EVPsort was built using Django 4.1, a robust Model-View-Template (MVT) web development framework. Data management and accessibility were facilitated by the MySQL 5.7 relational database system. The hosting services were provided by the Apache 2.4 web server. To enhance the user experience, we utilized DataTables.js for rendering interactive tables, Plotly.js for generating dynamic data visualizations, and the STRING API for displaying the complex network of RNA Binding Protein interactions.

Results

Summary statistics of EVPsort

EVPsort serves as a comprehensive repository of small RNA-seq profiling data, encompassing 3,162 samples from 89 studies. Among them, 31 studies include both EVPs and matched donor cells. EVPsort quantifies expression of 2,638 miRNA, 531 rRNA, 610 tRNA, 860 Y RNA, 1,916 snRNA, 1,457 snoRNA across 10 biofluid types, 75 cell lines, and 66 conditions (Figure 1B). In addition to small RNA profiling, EVPsort connects small RNAs to their upstream mediators like motifs or RBPs, as well as downstream target genes and functional networks. These connections are made by 15 external databases and four tools (beRBP, MEME, GSEA, and WebGestalt) (Figure 1A). Specifically, for upstream RBP mediators, EVPsort obtains 65,301 validated RBP-miRNA binding data from ENCODE CLIP experiments [16] and predicts 318,824 RBP-miRNA interactions using beRBP [17]. EVPsort includes information on RBP presence in 286 exosomal studies from Vesiclepedia [27]. It also provides insight into 13,547 RBP protein-protein interactions through STRING [28]. In terms of downstream targets and effects, EVPsort includes 424,026 validated miRNA-gene interactions from DIANA-TarBase v7.0 [18] and conducts functional enrichment analysis against GO, KEGG, Wikipathways, and Reactome using WebGestalt [19]. Furthermore, EVPsort establishes links between miRNAs and drugs/diseases by incorporating data from miRNASNP [20], GWAS catalog [29], COSMIC [22], miR2Disease [23], dbDEMC [24], SM2miR [25], and Pharmaco-miR [26] (Figure 1B). EVPsort conducts MEME and GSEA to identify motifs and RBPs associated with differentially expressed miRNAs in a comparison between two conditions, respectively (Figure 1A).

View an miRNA of interest

EVPsort offers a wealth of information for studying an miRNA of interest, including its expression in EVPs and matched host cells, upstream RBPs, downstream target genes and pathways, and related diseases and drugs. EVPsort provides three ways to search an miRNA: by miRNA, by binding RBP, and by target gene (Figure S1A). When queried by an RBP, EVPsort returns the miRNAs bound by the specific RBP. Conversely, when queried by a gene, EVPsort provides a list of miRNAs targeting that gene.

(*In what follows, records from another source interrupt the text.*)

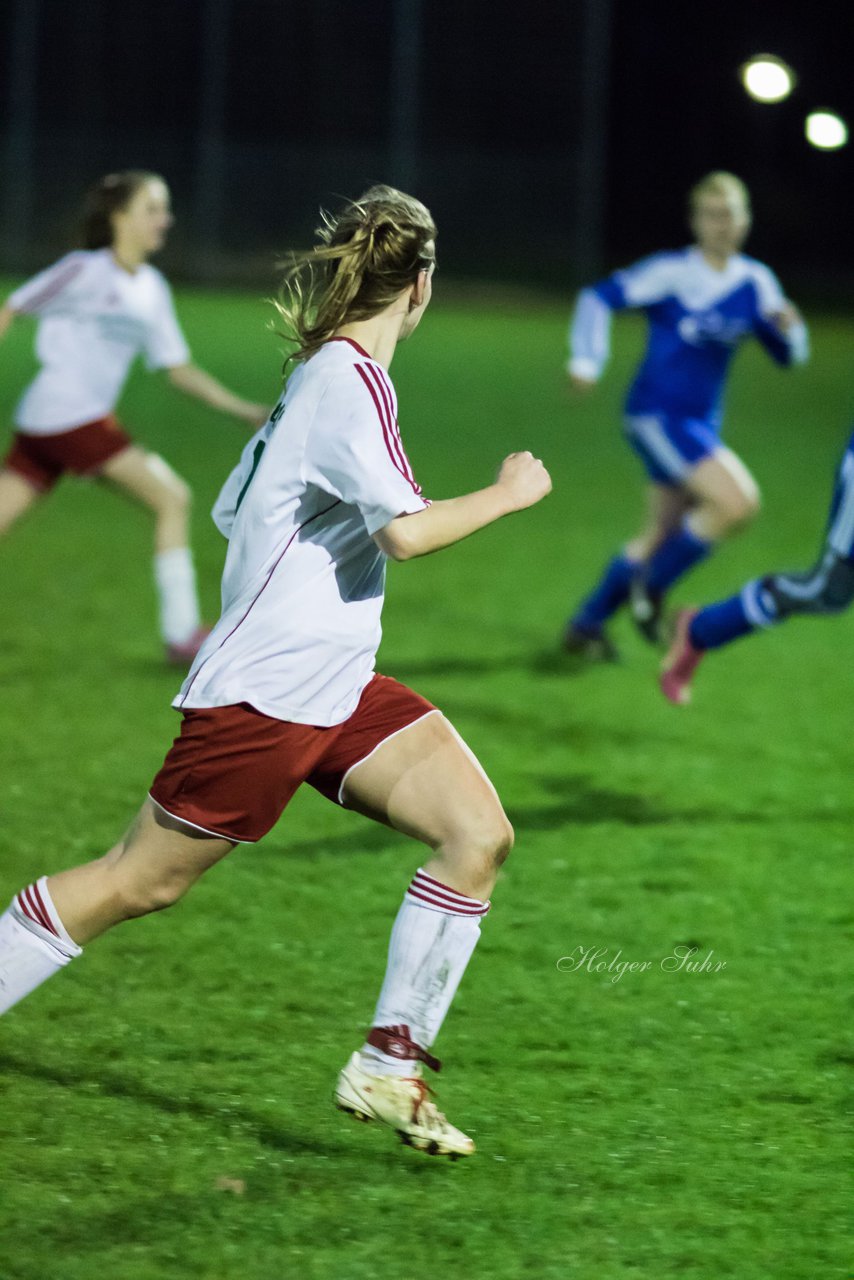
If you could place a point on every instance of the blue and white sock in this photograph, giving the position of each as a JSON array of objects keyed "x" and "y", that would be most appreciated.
[
  {"x": 680, "y": 552},
  {"x": 750, "y": 609},
  {"x": 610, "y": 594}
]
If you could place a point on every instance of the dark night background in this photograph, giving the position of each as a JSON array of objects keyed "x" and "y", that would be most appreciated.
[{"x": 549, "y": 140}]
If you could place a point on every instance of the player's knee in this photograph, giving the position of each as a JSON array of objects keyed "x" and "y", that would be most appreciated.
[
  {"x": 492, "y": 842},
  {"x": 739, "y": 508},
  {"x": 145, "y": 896}
]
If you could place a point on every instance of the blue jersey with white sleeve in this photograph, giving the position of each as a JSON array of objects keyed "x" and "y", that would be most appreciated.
[{"x": 698, "y": 315}]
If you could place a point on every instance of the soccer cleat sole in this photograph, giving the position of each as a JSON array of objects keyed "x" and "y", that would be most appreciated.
[{"x": 429, "y": 1148}]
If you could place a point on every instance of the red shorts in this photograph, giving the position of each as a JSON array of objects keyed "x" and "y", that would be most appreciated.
[
  {"x": 232, "y": 769},
  {"x": 44, "y": 458}
]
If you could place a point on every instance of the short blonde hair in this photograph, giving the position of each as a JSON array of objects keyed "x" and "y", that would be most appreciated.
[{"x": 720, "y": 183}]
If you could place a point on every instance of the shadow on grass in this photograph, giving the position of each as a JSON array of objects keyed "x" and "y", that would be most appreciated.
[{"x": 135, "y": 1091}]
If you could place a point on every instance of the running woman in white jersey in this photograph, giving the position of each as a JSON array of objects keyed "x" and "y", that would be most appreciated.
[
  {"x": 99, "y": 309},
  {"x": 283, "y": 691}
]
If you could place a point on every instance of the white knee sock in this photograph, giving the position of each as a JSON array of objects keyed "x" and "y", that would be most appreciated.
[
  {"x": 176, "y": 580},
  {"x": 433, "y": 937},
  {"x": 33, "y": 944}
]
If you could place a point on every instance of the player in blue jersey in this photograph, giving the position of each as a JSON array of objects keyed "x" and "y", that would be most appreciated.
[
  {"x": 826, "y": 588},
  {"x": 700, "y": 302}
]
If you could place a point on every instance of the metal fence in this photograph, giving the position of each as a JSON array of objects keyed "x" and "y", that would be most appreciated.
[{"x": 259, "y": 110}]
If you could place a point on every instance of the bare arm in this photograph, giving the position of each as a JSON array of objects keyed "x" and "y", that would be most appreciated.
[
  {"x": 521, "y": 481},
  {"x": 196, "y": 382}
]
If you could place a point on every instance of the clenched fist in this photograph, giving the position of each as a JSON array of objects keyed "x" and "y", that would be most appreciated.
[{"x": 524, "y": 480}]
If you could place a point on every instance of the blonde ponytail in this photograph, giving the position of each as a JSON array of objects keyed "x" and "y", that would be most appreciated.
[{"x": 366, "y": 256}]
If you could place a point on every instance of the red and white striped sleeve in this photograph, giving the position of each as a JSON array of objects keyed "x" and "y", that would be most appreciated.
[
  {"x": 51, "y": 287},
  {"x": 355, "y": 447}
]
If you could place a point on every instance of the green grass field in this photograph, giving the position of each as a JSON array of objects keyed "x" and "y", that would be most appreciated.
[{"x": 165, "y": 1104}]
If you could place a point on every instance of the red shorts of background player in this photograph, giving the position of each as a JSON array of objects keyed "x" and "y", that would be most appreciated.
[
  {"x": 44, "y": 458},
  {"x": 232, "y": 769}
]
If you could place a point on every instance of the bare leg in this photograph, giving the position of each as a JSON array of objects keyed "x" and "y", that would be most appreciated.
[
  {"x": 666, "y": 508},
  {"x": 725, "y": 496},
  {"x": 17, "y": 496},
  {"x": 147, "y": 479},
  {"x": 151, "y": 867},
  {"x": 151, "y": 481},
  {"x": 427, "y": 784}
]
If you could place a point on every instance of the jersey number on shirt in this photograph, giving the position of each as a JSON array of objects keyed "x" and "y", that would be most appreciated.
[{"x": 256, "y": 457}]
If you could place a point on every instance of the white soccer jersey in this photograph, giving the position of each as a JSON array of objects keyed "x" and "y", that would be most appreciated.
[
  {"x": 304, "y": 580},
  {"x": 94, "y": 319}
]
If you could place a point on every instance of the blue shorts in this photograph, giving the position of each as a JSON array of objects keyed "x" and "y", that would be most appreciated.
[
  {"x": 670, "y": 447},
  {"x": 840, "y": 522}
]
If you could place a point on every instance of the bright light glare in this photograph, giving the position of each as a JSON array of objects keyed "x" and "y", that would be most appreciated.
[
  {"x": 767, "y": 78},
  {"x": 826, "y": 131}
]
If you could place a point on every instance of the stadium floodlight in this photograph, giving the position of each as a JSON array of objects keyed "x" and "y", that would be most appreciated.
[
  {"x": 826, "y": 131},
  {"x": 767, "y": 78}
]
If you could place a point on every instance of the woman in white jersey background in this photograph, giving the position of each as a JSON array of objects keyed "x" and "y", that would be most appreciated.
[
  {"x": 283, "y": 690},
  {"x": 97, "y": 309}
]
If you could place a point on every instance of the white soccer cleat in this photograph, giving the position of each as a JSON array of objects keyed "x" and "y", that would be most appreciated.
[{"x": 403, "y": 1104}]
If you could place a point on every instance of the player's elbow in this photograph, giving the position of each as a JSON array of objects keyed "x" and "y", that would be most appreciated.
[{"x": 396, "y": 540}]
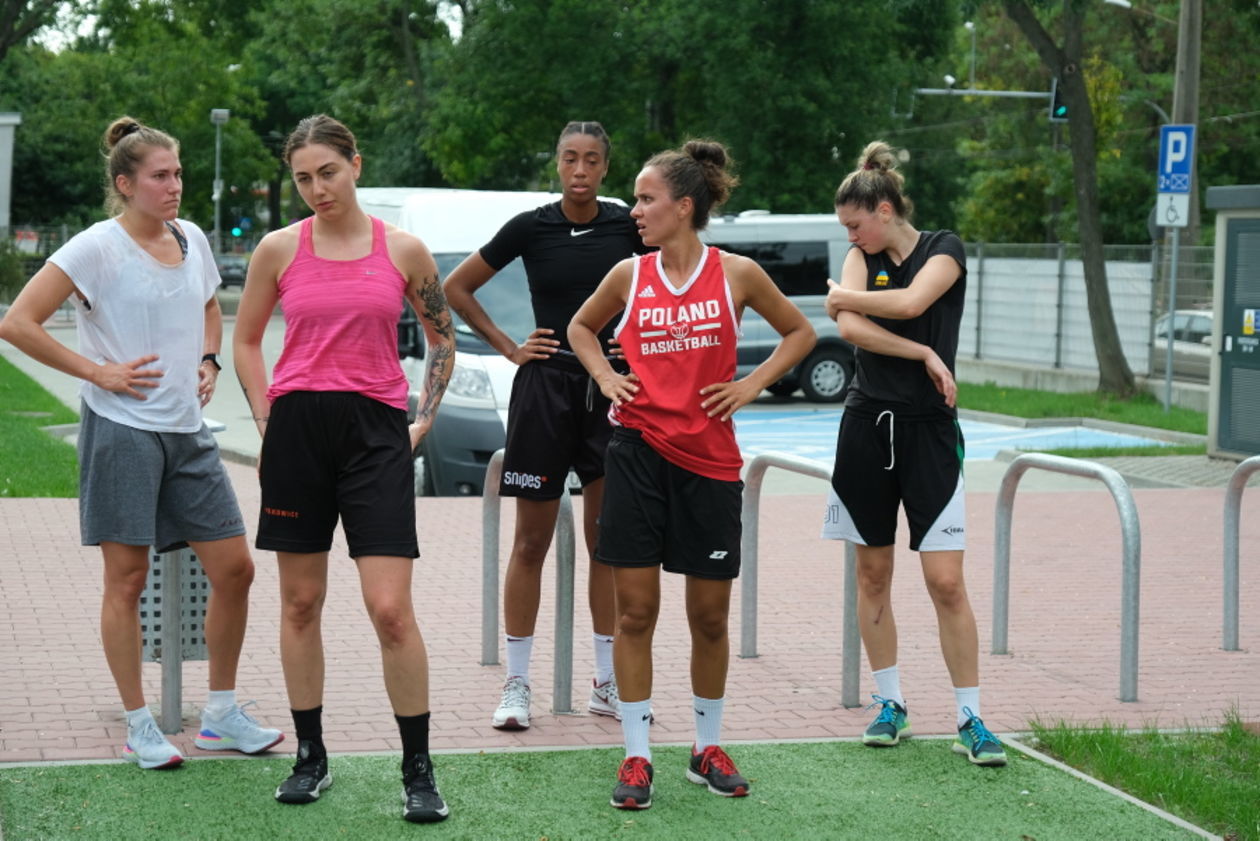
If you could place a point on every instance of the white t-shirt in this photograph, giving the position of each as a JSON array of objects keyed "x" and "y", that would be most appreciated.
[{"x": 137, "y": 307}]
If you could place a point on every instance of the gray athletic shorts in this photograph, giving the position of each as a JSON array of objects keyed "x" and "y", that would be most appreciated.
[{"x": 159, "y": 489}]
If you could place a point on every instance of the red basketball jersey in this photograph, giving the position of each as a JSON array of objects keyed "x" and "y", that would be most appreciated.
[{"x": 678, "y": 341}]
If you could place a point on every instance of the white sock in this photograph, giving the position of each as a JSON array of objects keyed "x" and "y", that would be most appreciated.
[
  {"x": 967, "y": 697},
  {"x": 888, "y": 682},
  {"x": 519, "y": 648},
  {"x": 708, "y": 721},
  {"x": 635, "y": 724},
  {"x": 221, "y": 701},
  {"x": 602, "y": 658},
  {"x": 137, "y": 718}
]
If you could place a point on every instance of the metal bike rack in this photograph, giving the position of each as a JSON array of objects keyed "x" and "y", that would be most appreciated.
[
  {"x": 1232, "y": 515},
  {"x": 851, "y": 644},
  {"x": 562, "y": 675},
  {"x": 1132, "y": 571}
]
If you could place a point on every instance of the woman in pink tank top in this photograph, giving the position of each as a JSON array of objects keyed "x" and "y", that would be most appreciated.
[
  {"x": 672, "y": 489},
  {"x": 335, "y": 440}
]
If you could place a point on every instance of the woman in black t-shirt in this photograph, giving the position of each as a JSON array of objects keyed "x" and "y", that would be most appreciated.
[
  {"x": 556, "y": 420},
  {"x": 900, "y": 301}
]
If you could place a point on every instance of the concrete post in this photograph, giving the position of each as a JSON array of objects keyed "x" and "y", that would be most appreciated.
[{"x": 9, "y": 121}]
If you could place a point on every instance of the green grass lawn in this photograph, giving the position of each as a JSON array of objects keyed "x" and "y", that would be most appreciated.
[
  {"x": 1140, "y": 410},
  {"x": 799, "y": 791},
  {"x": 32, "y": 462},
  {"x": 1207, "y": 777}
]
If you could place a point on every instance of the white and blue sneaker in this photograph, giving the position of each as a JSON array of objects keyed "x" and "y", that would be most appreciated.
[
  {"x": 149, "y": 748},
  {"x": 236, "y": 730}
]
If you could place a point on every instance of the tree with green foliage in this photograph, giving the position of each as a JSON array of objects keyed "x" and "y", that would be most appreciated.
[
  {"x": 20, "y": 19},
  {"x": 1067, "y": 63},
  {"x": 783, "y": 83}
]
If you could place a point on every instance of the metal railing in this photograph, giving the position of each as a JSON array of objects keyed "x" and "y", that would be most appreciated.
[
  {"x": 1232, "y": 515},
  {"x": 562, "y": 675},
  {"x": 1132, "y": 568},
  {"x": 851, "y": 643}
]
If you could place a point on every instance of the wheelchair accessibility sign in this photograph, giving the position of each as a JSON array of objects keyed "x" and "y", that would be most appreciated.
[{"x": 1173, "y": 175}]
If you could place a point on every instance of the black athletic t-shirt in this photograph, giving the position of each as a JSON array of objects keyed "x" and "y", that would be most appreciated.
[
  {"x": 565, "y": 261},
  {"x": 882, "y": 382}
]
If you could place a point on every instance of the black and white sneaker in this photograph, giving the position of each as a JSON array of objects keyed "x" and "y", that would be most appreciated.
[
  {"x": 421, "y": 801},
  {"x": 309, "y": 778}
]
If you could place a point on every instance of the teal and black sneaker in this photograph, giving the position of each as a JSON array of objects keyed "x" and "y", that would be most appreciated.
[
  {"x": 979, "y": 745},
  {"x": 890, "y": 726}
]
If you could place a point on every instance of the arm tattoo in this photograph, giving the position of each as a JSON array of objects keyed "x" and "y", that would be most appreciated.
[{"x": 440, "y": 359}]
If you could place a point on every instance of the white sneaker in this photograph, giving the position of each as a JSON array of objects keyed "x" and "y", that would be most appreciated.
[
  {"x": 236, "y": 730},
  {"x": 149, "y": 748},
  {"x": 513, "y": 713},
  {"x": 604, "y": 699}
]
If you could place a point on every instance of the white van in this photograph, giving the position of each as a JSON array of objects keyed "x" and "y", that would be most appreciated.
[{"x": 799, "y": 252}]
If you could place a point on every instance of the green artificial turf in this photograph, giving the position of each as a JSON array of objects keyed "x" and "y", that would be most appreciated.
[{"x": 798, "y": 791}]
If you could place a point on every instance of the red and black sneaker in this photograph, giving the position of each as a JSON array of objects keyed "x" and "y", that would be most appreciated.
[
  {"x": 713, "y": 768},
  {"x": 634, "y": 784}
]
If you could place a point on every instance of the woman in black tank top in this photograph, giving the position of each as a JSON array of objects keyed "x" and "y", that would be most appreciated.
[{"x": 900, "y": 303}]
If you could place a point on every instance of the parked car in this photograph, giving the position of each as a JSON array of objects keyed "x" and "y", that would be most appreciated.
[
  {"x": 473, "y": 419},
  {"x": 799, "y": 252},
  {"x": 1192, "y": 344},
  {"x": 232, "y": 269}
]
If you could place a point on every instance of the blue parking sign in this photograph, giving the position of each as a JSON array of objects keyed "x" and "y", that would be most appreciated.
[{"x": 1176, "y": 159}]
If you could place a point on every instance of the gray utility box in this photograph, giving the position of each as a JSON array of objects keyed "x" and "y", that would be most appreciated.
[
  {"x": 1234, "y": 401},
  {"x": 173, "y": 624}
]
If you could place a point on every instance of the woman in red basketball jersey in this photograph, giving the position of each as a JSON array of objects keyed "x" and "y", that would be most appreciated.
[{"x": 672, "y": 488}]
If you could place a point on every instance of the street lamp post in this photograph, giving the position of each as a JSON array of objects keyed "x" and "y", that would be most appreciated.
[
  {"x": 218, "y": 116},
  {"x": 970, "y": 27}
]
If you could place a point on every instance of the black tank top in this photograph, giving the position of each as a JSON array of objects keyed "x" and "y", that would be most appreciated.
[
  {"x": 565, "y": 261},
  {"x": 882, "y": 382}
]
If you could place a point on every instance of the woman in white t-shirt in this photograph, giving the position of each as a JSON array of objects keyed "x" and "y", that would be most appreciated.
[{"x": 149, "y": 332}]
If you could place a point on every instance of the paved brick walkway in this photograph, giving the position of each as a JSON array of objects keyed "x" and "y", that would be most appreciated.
[{"x": 57, "y": 700}]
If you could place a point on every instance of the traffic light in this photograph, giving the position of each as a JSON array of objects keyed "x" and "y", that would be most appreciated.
[{"x": 1057, "y": 106}]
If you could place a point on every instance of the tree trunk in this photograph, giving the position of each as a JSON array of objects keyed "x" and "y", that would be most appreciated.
[{"x": 1066, "y": 63}]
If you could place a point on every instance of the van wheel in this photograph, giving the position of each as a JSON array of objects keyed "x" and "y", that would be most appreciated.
[{"x": 824, "y": 377}]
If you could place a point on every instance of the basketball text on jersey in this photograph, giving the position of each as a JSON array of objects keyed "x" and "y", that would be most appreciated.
[{"x": 686, "y": 327}]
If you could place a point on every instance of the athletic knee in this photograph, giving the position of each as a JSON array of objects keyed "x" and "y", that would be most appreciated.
[
  {"x": 710, "y": 628},
  {"x": 395, "y": 623},
  {"x": 531, "y": 550},
  {"x": 636, "y": 618},
  {"x": 949, "y": 593},
  {"x": 233, "y": 578},
  {"x": 303, "y": 608}
]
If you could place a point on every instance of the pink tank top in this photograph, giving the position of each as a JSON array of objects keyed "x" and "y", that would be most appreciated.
[
  {"x": 678, "y": 341},
  {"x": 342, "y": 323}
]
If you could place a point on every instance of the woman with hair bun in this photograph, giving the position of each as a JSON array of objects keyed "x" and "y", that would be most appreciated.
[
  {"x": 555, "y": 420},
  {"x": 337, "y": 444},
  {"x": 149, "y": 333},
  {"x": 900, "y": 303},
  {"x": 673, "y": 491}
]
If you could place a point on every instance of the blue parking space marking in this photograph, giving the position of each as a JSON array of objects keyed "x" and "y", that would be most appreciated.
[{"x": 812, "y": 435}]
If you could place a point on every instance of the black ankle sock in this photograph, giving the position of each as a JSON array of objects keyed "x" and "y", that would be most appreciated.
[
  {"x": 415, "y": 734},
  {"x": 309, "y": 726}
]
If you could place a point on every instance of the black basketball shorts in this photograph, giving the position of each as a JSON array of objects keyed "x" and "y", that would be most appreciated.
[
  {"x": 657, "y": 512},
  {"x": 883, "y": 463}
]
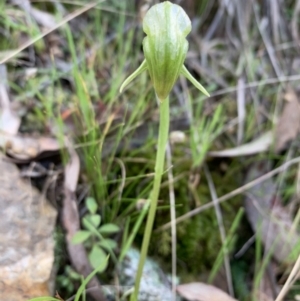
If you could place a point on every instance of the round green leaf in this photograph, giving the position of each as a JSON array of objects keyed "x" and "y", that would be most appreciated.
[
  {"x": 97, "y": 256},
  {"x": 109, "y": 229},
  {"x": 80, "y": 237},
  {"x": 95, "y": 219},
  {"x": 91, "y": 205},
  {"x": 108, "y": 244}
]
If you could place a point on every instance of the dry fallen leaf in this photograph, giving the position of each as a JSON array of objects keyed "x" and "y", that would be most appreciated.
[
  {"x": 288, "y": 125},
  {"x": 43, "y": 18},
  {"x": 26, "y": 238},
  {"x": 257, "y": 146},
  {"x": 27, "y": 148},
  {"x": 197, "y": 291}
]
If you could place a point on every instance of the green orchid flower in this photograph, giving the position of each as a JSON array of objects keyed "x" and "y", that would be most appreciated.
[{"x": 165, "y": 47}]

Case study 1: hsa-mir-451a in EVPs

Using “hsa-mir-451a” as an example for how to use the database, EVPsort returns two miRNAs, hsa-mir-451a and hsa-mir-451b, when searching for “451” (Figure S1A). Selecting “hsa-mir-451a” brings up a detailed page with five tabs: Basic Info, Expression, Regulatory, Disease, and Drug (Figure S1B). In the ‘Basic Info’ tab, users can find key details about miR-451a, including its ID, miRBase accession number, coordinates, mature and primary sequences. It also lists 85 studies expressing miR-451a (Figure S1B). The ‘Expression’ tab displays the expression distribution of miR-451a across various experiments, including studies, EVP types, EVP extraction methods, conditions, cell lines, biofluids, and primary cell cultures. Notably, miR-451a is significantly more enriched in EVs than in donor cells in 22 of 25 comparable matched studies, suggesting preferential release into EVs rather than retention in cells (Figure S1C). The ‘Regulatory’ tab provides information on RBPs binding to miR-451a and its target genes. One well-known target is MYC, regulated by miR-451a [30]. Additionally, EVPsort lists pathways enriched in its target genes. Notably, the top significant pathways include mTOR and AMPK signaling pathways, which have been previously linked to miR-451a regulation [31] (Figure S1D). In the ‘Disease’ tab, users can explore variants in the miR-451a region and its differential expression in cancer datasets obtained from dbDEMC (Figure S1E). Unfortunately, the ‘Drug’ tab reports no drug information found for miR-451a.

Investigate/reanalyze a study

In addition to miRNA-centered exploration, EVPsort offers study-centered investigation. Users can search for a study of interest using keywords (Figure 2A) or browse all studies available in EVPsort. Each study page provides an in-depth view of the study, including details about experimental design, quality control, and ncRNA profiling. EVPsort also offers tools and modules for users to reanalyze the data and generate new hypotheses.

Figure 2. Explore a study on KRAS-dependent sorting.

Figure 2.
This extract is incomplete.